NAR Chief Economist Lawrence Yun says it’s clear the critically low inventory levels in much of the country has sidetracked the housing market this spring. “Monthly closings have recently been oscillating back and forth, but this third consecutive decline in contract activity implies a possible topping off in sales,” he says. “Buyer interest is solid, but there is just not enough supply to satisfy demand. Prospective buyers are being sidelined by both limited choices and home prices that are climbing too fast.”
The persistent housing shortages seen in several markets are most severe, according to Yun, in the lower price ranges. That’s very apparent when looking at the percentage change in closings in May compared to a year ago. Sales of homes under $100,000 last month were down 7.2% from last year and up only 2.0% for those between $100,000 and $250,000. In higher price brackets, sales expanded incrementally all the way up to massive increases of 26.0% for homes priced between $750,000 and $1 million and even more for those $1 million and up (29.1%).

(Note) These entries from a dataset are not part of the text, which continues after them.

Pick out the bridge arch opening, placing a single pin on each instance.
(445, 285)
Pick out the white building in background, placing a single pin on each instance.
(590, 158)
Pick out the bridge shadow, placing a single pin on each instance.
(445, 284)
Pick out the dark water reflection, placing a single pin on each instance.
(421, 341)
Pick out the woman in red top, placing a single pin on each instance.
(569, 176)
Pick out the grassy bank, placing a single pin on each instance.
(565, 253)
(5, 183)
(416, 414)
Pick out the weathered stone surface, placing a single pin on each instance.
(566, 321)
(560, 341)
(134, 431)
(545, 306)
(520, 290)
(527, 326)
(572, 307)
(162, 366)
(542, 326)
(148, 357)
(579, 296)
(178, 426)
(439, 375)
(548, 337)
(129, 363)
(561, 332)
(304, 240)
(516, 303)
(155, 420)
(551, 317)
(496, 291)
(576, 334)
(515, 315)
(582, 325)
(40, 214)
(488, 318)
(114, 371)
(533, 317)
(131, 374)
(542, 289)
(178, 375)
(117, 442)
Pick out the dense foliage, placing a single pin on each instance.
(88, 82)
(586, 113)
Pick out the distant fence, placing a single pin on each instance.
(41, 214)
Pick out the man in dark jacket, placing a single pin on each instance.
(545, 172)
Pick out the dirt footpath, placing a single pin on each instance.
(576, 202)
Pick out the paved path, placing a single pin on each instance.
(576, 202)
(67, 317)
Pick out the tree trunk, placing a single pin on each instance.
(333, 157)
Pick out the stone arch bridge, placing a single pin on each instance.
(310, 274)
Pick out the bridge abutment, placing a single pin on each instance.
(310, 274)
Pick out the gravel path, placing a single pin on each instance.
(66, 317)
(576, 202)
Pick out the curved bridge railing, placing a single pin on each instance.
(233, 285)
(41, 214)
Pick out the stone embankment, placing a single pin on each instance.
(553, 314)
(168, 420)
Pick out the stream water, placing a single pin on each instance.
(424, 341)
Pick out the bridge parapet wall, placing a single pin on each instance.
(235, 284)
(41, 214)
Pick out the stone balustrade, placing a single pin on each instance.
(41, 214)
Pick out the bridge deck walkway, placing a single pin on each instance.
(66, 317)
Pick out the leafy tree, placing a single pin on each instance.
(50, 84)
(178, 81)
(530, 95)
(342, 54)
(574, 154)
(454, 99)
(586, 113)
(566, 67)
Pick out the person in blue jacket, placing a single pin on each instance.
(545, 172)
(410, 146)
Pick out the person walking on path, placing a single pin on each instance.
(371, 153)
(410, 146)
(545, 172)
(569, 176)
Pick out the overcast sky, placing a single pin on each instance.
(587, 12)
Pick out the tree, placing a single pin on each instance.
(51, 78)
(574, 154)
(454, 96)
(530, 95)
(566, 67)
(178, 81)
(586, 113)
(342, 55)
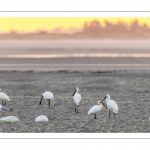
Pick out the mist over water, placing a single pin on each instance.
(77, 55)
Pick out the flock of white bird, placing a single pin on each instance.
(111, 105)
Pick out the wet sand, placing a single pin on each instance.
(131, 91)
(126, 79)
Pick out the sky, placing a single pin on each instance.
(40, 23)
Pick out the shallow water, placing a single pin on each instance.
(129, 89)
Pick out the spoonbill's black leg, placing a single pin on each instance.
(114, 115)
(75, 107)
(95, 116)
(49, 103)
(109, 113)
(41, 100)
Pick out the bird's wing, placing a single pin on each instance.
(4, 96)
(112, 105)
(4, 108)
(77, 98)
(94, 109)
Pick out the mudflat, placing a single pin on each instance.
(131, 91)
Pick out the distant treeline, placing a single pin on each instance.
(90, 30)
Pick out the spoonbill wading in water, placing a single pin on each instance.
(111, 105)
(48, 96)
(77, 99)
(96, 108)
(4, 97)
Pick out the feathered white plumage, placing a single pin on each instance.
(111, 105)
(77, 99)
(4, 97)
(10, 119)
(48, 96)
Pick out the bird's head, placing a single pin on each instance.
(107, 96)
(76, 90)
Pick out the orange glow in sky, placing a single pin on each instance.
(36, 23)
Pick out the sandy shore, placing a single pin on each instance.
(131, 91)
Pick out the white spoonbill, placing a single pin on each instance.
(4, 97)
(41, 118)
(10, 119)
(47, 96)
(4, 109)
(96, 108)
(111, 105)
(76, 98)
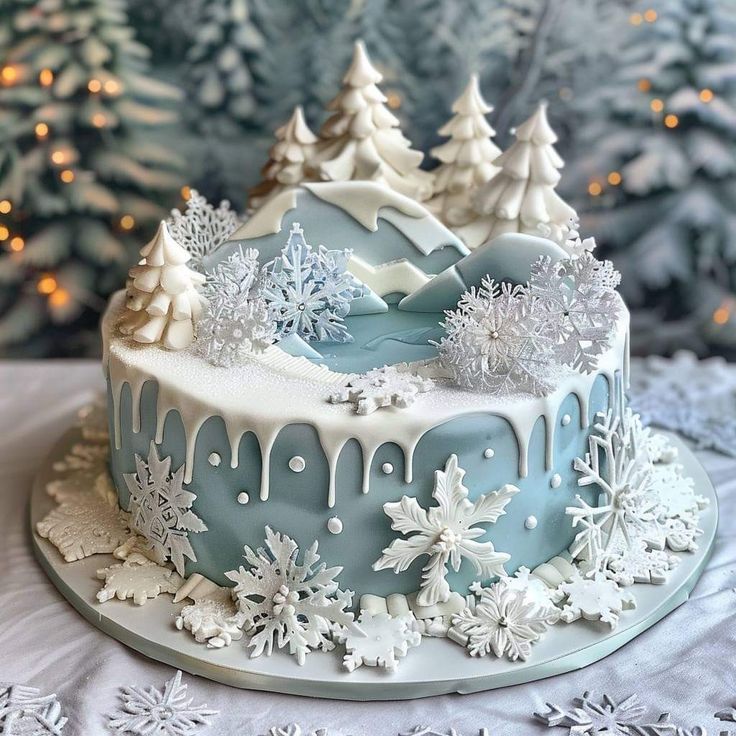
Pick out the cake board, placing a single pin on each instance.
(437, 667)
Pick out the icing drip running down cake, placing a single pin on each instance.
(385, 404)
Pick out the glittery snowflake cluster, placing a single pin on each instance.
(309, 291)
(504, 338)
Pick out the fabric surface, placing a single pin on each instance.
(684, 665)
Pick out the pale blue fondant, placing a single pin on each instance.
(297, 504)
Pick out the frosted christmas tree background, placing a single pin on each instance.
(112, 111)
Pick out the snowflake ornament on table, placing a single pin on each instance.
(493, 342)
(288, 604)
(380, 641)
(202, 228)
(308, 292)
(446, 533)
(160, 509)
(382, 387)
(154, 712)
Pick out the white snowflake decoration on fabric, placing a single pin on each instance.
(380, 640)
(446, 533)
(289, 604)
(211, 621)
(382, 387)
(503, 622)
(25, 712)
(309, 292)
(594, 598)
(493, 342)
(138, 578)
(202, 228)
(576, 307)
(160, 509)
(166, 712)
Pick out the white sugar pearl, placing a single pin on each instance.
(334, 525)
(297, 464)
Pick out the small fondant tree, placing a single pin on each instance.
(163, 301)
(521, 197)
(288, 162)
(466, 159)
(362, 139)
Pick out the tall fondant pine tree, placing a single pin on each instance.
(289, 160)
(362, 139)
(466, 158)
(163, 303)
(521, 197)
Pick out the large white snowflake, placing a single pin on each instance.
(167, 712)
(201, 228)
(288, 603)
(25, 712)
(493, 342)
(446, 533)
(160, 509)
(309, 292)
(382, 387)
(576, 307)
(503, 622)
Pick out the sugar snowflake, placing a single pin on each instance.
(287, 603)
(594, 598)
(446, 533)
(576, 307)
(25, 712)
(382, 387)
(379, 640)
(160, 509)
(308, 292)
(493, 342)
(503, 622)
(166, 712)
(201, 228)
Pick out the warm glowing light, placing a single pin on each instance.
(46, 284)
(657, 105)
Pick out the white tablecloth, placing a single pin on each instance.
(684, 665)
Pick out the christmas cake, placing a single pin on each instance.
(416, 377)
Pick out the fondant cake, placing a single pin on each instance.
(417, 377)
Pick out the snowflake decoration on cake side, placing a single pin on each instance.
(503, 622)
(576, 307)
(493, 342)
(160, 509)
(380, 640)
(287, 603)
(446, 533)
(382, 387)
(167, 712)
(25, 712)
(308, 293)
(202, 228)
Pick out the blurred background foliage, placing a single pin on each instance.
(111, 110)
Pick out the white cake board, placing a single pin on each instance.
(437, 667)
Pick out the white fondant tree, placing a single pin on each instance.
(521, 197)
(163, 301)
(288, 160)
(466, 158)
(362, 139)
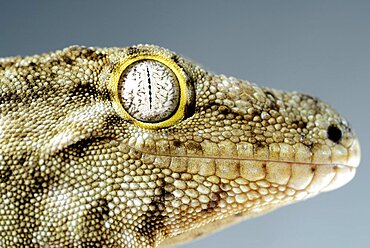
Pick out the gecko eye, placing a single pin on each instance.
(150, 90)
(334, 134)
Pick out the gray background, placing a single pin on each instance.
(318, 47)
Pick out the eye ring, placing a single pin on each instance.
(181, 77)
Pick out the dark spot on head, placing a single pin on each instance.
(83, 89)
(5, 174)
(193, 146)
(334, 134)
(175, 58)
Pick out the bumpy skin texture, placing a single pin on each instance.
(76, 173)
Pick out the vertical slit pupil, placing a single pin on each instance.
(334, 134)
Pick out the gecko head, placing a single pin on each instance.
(139, 145)
(244, 149)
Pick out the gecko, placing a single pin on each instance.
(140, 147)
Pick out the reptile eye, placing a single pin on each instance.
(334, 134)
(150, 90)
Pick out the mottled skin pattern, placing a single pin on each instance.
(75, 173)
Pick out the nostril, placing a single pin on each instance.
(334, 134)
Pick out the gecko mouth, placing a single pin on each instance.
(313, 172)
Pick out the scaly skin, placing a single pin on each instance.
(76, 172)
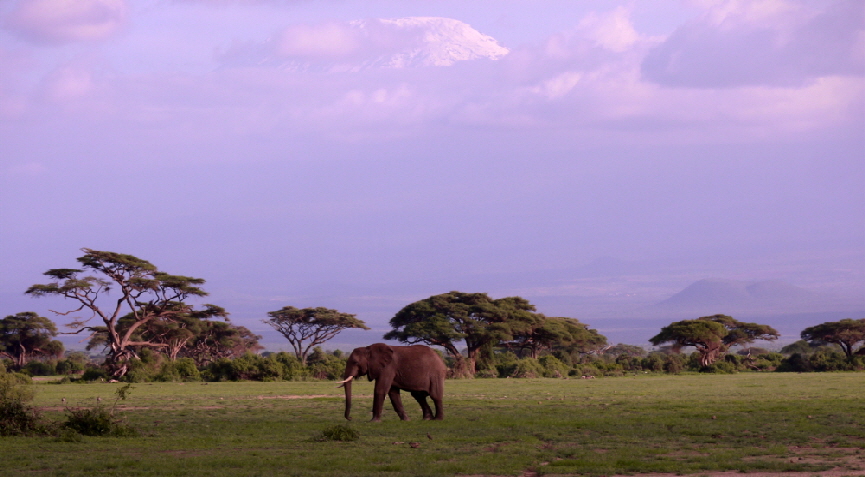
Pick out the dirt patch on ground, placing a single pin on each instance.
(299, 396)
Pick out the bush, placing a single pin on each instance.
(325, 365)
(99, 420)
(720, 367)
(524, 368)
(17, 417)
(487, 373)
(41, 368)
(181, 369)
(339, 432)
(93, 373)
(292, 368)
(553, 367)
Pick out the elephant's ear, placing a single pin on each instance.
(380, 358)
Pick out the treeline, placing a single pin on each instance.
(147, 330)
(619, 360)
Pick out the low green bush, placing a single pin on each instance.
(17, 416)
(339, 432)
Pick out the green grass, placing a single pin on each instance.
(769, 422)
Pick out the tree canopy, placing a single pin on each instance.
(475, 318)
(712, 335)
(555, 333)
(310, 327)
(846, 333)
(143, 294)
(27, 334)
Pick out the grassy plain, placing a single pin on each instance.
(772, 422)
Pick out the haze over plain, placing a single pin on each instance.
(594, 157)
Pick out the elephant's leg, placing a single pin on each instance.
(440, 412)
(377, 405)
(420, 397)
(396, 400)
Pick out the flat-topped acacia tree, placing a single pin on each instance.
(474, 318)
(310, 327)
(712, 335)
(123, 286)
(27, 334)
(846, 333)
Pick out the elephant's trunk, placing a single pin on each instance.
(347, 385)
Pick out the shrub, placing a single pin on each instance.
(99, 420)
(553, 367)
(325, 365)
(487, 373)
(17, 417)
(181, 369)
(93, 373)
(339, 432)
(654, 362)
(41, 368)
(526, 368)
(292, 368)
(720, 367)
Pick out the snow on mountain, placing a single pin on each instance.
(365, 44)
(439, 42)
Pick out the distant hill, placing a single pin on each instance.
(710, 296)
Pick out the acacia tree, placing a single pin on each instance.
(475, 318)
(169, 336)
(846, 333)
(27, 334)
(712, 335)
(220, 339)
(555, 332)
(142, 290)
(310, 327)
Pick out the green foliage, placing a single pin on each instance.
(689, 425)
(17, 416)
(310, 327)
(474, 318)
(553, 367)
(41, 368)
(275, 367)
(712, 335)
(720, 367)
(339, 432)
(94, 373)
(847, 333)
(97, 421)
(152, 298)
(73, 363)
(325, 365)
(181, 369)
(100, 420)
(27, 334)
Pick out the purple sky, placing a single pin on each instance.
(363, 155)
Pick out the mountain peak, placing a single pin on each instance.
(367, 44)
(726, 296)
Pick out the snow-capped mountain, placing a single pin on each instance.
(438, 42)
(365, 44)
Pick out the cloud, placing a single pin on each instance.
(770, 43)
(612, 30)
(28, 169)
(68, 82)
(64, 21)
(328, 40)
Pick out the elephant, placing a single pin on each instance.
(417, 369)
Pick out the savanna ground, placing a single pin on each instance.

Weaker financial and economic confidence could also be playing a role in the slowdown in contract activity. NAR’s quarterly Housing Opportunities and Market Experience (HOME) survey, released earlier this week, found that fewer renters think it’s a good time to buy a home, and respondents overall are less confident about the economy and their financial situation than earlier this year.
“The lack of listings in the affordable price range are creating lopsided conditions in many areas where investors and repeat buyers with larger down payments are making up a bulk of the sales activity,” says Yun. “Meanwhile, many prospective first-time buyers can’t catch a break. Prices are going up and there’s intense competition for the homes they’re financially able to purchase.”
Existing-home sales are forecast to be around 5.63 million this year, an increase of 3.2% from 2016 (5.45 million). The national median existing-home price this year is expected to increase around 5%. In 2016, existing sales increased 3.8% and prices rose 5.1%.
“A much higher share of homeowners compared to a year ago think now is a good time to sell, but until they do, sales will likely stay flat and low inventory will keep price growth moving swiftly,” said Yun.
The PHSI in the Northeast decreased 0.8% to 96.4 in May, but remains 3.1% above a year ago. In the Midwest the index was 104.5 in May (unchanged from April), and is 2.8% lower than May 2016.
Pending home sales in the South declined 1.2% to an index of 123.4 in May and are now 1.4% below last May. The index in the West fell 1.3% in May to 98.6, and is now 4.5% below a year ago.